The Perfumer's Apprentice

by Kevin Andrew Murphy

Chapter Three: The Garland of Eglantine

The innwife woke me at dawn. I’d spent the night beside the fire. Someone had picked my pocket during the night, so the gold Norret had given me was gone. All I had left was the little horn spoon.

The innwife made it clear that if I bought breakfast or even ale, I could stay, but if not, I should go. I left, stepping out into the cold morning.

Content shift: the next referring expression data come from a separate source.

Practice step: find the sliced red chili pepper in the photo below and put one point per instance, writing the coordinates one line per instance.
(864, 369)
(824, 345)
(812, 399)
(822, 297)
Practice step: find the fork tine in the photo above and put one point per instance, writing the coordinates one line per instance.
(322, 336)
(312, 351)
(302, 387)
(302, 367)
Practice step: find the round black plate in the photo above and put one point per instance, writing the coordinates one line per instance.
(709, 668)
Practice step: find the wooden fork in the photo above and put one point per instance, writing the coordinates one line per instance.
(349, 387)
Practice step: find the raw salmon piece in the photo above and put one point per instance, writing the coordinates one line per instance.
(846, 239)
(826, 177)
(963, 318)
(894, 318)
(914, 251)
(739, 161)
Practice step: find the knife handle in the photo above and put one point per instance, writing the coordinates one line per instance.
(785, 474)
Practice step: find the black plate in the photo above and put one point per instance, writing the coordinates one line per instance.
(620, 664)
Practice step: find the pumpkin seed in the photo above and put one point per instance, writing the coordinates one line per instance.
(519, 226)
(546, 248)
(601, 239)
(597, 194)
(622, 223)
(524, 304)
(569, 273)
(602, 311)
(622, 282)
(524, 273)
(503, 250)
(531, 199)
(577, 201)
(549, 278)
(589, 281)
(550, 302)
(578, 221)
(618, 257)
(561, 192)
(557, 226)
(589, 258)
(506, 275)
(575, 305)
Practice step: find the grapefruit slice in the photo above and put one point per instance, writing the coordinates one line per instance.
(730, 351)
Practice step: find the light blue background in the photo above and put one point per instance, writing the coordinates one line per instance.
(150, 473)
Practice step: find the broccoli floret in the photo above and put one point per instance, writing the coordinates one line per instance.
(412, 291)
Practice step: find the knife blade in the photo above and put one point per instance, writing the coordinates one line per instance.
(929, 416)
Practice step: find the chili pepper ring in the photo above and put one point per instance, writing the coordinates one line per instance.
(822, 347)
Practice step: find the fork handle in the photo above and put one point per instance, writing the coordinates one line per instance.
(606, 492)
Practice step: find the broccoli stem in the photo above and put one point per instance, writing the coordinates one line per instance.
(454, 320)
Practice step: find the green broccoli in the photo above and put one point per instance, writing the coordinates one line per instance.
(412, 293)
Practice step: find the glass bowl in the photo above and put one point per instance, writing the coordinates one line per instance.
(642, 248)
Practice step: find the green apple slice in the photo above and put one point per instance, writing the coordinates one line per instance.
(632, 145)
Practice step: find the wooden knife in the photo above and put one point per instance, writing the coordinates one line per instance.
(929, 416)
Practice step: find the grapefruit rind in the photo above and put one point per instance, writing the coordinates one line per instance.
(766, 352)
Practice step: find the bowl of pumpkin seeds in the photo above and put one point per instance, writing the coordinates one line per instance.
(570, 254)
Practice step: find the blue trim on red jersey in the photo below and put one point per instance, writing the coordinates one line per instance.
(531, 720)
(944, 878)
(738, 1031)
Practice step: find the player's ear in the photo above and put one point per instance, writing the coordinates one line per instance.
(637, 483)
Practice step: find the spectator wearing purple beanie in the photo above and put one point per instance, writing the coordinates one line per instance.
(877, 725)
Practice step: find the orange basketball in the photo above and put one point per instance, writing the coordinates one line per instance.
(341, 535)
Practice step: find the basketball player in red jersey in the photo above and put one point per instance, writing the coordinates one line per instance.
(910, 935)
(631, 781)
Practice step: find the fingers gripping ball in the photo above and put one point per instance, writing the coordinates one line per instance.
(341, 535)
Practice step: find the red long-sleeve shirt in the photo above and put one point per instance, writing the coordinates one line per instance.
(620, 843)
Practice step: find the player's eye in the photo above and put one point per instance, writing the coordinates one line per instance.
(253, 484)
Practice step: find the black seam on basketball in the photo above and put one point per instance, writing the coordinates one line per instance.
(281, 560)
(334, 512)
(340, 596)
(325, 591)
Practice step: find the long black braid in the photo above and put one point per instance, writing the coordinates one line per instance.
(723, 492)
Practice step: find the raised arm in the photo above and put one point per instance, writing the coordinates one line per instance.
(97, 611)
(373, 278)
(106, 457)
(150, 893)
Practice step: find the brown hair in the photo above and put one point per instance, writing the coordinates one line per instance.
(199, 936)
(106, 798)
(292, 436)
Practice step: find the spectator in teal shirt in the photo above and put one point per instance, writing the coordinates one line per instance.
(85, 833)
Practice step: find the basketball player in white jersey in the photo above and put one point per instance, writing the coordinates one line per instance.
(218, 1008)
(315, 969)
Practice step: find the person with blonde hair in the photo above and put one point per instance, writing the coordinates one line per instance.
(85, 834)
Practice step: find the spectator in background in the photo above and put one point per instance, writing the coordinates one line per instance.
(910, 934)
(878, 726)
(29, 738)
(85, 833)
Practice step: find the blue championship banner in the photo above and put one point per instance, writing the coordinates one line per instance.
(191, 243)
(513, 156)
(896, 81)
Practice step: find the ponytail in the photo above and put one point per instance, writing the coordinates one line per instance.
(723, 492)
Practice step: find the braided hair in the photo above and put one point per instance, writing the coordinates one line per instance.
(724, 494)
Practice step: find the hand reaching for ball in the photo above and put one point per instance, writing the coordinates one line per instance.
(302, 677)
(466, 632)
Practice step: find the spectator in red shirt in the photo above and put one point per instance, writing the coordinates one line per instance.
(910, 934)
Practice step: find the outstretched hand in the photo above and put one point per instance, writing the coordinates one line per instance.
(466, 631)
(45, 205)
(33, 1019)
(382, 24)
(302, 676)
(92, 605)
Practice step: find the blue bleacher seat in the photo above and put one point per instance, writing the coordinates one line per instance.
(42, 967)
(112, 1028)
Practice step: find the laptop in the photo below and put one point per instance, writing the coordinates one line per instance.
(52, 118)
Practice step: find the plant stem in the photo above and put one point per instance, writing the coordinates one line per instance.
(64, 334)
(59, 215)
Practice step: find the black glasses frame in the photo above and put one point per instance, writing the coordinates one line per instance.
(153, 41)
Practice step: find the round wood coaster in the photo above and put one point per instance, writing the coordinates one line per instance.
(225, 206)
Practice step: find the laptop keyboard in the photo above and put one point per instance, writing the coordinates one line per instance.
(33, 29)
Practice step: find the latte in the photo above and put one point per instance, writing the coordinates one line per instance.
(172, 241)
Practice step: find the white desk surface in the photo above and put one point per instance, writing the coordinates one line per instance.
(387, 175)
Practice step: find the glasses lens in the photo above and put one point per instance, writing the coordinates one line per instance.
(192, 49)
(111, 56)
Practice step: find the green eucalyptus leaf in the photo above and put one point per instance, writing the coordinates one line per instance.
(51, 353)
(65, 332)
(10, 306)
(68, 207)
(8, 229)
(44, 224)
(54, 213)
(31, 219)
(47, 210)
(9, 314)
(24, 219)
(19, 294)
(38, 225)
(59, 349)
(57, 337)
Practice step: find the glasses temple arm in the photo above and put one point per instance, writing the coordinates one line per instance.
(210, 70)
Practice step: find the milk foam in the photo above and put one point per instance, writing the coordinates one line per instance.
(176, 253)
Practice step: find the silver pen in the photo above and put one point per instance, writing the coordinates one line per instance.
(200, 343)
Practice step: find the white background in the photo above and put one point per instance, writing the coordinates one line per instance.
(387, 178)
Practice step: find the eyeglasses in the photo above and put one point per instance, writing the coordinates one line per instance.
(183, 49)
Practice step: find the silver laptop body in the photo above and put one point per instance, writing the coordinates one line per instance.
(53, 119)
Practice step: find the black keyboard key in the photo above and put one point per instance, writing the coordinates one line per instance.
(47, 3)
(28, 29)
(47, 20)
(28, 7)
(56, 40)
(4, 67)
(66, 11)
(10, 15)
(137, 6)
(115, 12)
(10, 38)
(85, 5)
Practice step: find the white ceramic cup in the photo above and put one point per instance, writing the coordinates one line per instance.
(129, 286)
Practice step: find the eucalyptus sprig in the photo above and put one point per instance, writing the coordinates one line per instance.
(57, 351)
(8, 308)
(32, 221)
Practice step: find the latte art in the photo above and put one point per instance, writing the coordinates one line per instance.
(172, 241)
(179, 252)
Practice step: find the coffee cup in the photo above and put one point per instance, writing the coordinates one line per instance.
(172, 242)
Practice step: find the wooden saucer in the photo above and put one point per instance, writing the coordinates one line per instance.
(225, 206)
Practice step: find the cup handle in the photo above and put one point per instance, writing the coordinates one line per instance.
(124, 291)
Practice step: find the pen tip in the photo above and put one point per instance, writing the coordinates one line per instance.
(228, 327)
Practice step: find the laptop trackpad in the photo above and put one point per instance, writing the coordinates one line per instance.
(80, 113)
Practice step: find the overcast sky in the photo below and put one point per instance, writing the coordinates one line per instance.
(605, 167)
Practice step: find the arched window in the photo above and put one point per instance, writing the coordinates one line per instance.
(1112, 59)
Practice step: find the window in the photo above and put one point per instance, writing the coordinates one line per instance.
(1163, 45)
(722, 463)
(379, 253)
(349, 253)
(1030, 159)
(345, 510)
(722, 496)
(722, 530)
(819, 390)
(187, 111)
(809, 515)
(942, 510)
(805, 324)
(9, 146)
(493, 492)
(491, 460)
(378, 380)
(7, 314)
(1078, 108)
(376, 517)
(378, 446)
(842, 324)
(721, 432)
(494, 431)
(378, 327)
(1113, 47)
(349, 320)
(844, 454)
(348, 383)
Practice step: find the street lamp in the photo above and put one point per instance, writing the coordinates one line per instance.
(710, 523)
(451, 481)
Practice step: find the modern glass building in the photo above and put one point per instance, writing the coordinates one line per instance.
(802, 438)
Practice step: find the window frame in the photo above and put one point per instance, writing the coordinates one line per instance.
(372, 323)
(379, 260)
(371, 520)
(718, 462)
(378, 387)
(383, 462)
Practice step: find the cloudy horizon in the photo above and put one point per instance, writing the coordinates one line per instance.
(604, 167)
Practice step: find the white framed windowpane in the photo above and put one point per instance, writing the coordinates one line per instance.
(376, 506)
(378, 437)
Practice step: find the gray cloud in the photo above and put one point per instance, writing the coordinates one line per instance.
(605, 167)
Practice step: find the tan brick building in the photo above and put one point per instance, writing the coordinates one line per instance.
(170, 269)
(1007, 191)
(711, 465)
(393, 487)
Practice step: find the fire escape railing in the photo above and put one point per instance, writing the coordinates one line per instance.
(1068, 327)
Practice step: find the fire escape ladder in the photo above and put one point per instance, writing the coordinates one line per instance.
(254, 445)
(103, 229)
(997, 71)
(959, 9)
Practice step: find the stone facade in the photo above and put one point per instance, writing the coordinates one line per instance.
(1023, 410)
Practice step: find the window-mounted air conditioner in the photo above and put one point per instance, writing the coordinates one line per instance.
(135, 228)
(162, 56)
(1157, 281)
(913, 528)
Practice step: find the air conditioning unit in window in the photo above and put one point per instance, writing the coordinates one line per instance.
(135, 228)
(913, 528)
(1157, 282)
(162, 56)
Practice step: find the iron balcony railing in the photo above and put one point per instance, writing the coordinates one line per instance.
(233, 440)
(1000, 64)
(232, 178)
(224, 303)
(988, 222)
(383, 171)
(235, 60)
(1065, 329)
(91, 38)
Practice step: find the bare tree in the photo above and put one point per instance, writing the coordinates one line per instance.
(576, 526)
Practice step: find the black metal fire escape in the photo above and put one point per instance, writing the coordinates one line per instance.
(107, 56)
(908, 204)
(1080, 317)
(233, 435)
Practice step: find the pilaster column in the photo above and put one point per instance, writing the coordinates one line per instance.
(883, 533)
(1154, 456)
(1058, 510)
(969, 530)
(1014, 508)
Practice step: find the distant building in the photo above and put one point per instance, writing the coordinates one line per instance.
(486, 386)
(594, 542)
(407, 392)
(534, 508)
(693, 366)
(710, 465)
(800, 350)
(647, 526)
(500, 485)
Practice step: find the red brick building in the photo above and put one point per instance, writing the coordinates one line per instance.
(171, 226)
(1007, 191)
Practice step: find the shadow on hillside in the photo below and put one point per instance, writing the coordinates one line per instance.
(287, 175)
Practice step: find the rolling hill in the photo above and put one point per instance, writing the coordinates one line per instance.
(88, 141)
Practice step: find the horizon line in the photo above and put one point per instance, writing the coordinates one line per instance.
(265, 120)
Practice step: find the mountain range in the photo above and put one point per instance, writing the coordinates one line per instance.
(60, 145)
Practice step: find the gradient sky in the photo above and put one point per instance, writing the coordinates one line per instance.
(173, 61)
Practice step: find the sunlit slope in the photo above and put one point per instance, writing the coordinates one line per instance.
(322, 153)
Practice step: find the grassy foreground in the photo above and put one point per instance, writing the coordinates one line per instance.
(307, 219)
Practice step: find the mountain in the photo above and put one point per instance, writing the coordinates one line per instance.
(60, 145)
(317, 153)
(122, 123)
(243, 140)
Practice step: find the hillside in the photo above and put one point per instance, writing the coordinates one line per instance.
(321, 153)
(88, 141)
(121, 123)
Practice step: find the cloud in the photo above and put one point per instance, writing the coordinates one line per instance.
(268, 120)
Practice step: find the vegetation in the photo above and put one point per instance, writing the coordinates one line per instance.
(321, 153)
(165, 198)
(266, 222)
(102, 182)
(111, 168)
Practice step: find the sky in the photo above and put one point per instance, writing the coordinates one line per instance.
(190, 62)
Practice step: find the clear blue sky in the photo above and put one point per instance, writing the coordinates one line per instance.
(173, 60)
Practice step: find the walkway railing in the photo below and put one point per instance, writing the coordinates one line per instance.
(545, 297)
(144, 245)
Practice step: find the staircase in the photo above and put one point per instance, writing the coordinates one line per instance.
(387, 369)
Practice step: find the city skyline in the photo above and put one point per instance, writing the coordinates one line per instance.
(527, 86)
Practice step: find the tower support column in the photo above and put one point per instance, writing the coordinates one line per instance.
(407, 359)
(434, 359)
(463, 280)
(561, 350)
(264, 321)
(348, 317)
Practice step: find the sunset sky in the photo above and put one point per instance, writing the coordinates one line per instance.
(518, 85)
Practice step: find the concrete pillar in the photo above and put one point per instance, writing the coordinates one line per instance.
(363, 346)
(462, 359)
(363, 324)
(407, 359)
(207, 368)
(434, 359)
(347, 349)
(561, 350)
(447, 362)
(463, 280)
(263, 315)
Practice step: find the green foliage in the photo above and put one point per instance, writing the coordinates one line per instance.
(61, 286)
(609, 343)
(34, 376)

Cries of “Gardyloo!” came from up and down the street. Maids and goodwives threw open windows, emptying chamber pots. Piss and night soil spattered the cobbles, running down to the grate that led to the sewers below. Horrible stories were told about those sewers, but nothing could be more awful than the stench. I wished I had one of the paper nosegays Norret and I had spent hours making, but had to make do with the woodsmoke on my clothes.

A moment later, I realized I was crying.

I bit my lip and forced the tears back. Life in Galt was harsh, and I had no illusions. Madame Eglantine was a witch, and she’d warned us not to pry into her business. What that business was, I could only guess. Summoning devils like the vile Chelaxians? Worshiping nightmares from beyond the stars? Smuggling nobles out of Galt?

Whatever it was, it was awful enough that my brother had decided to do something about it. But the witch had won.

How she had won was the question. My brother could be injured, dead, drugged, or even turned into a toad for the witch to feed flies and taunt.

Given Madame Eglantine’s ties with the Revolutionary Council, the cruelest possibility was that he would join the next cart of condemned to feed the guillotine.

The window of the uppermost gable of the house at the top of the street popped open and a familiar female voice cried out a warning. The night soil flew down and the window snapped shut, the little diamond panes frosted from the inside to ensure the old woman’s privacy.

She was unusually late. Normally Madame Eglantine would have done this before dawn, giving her time to go down to the kitchen and fix breakfast for the guests.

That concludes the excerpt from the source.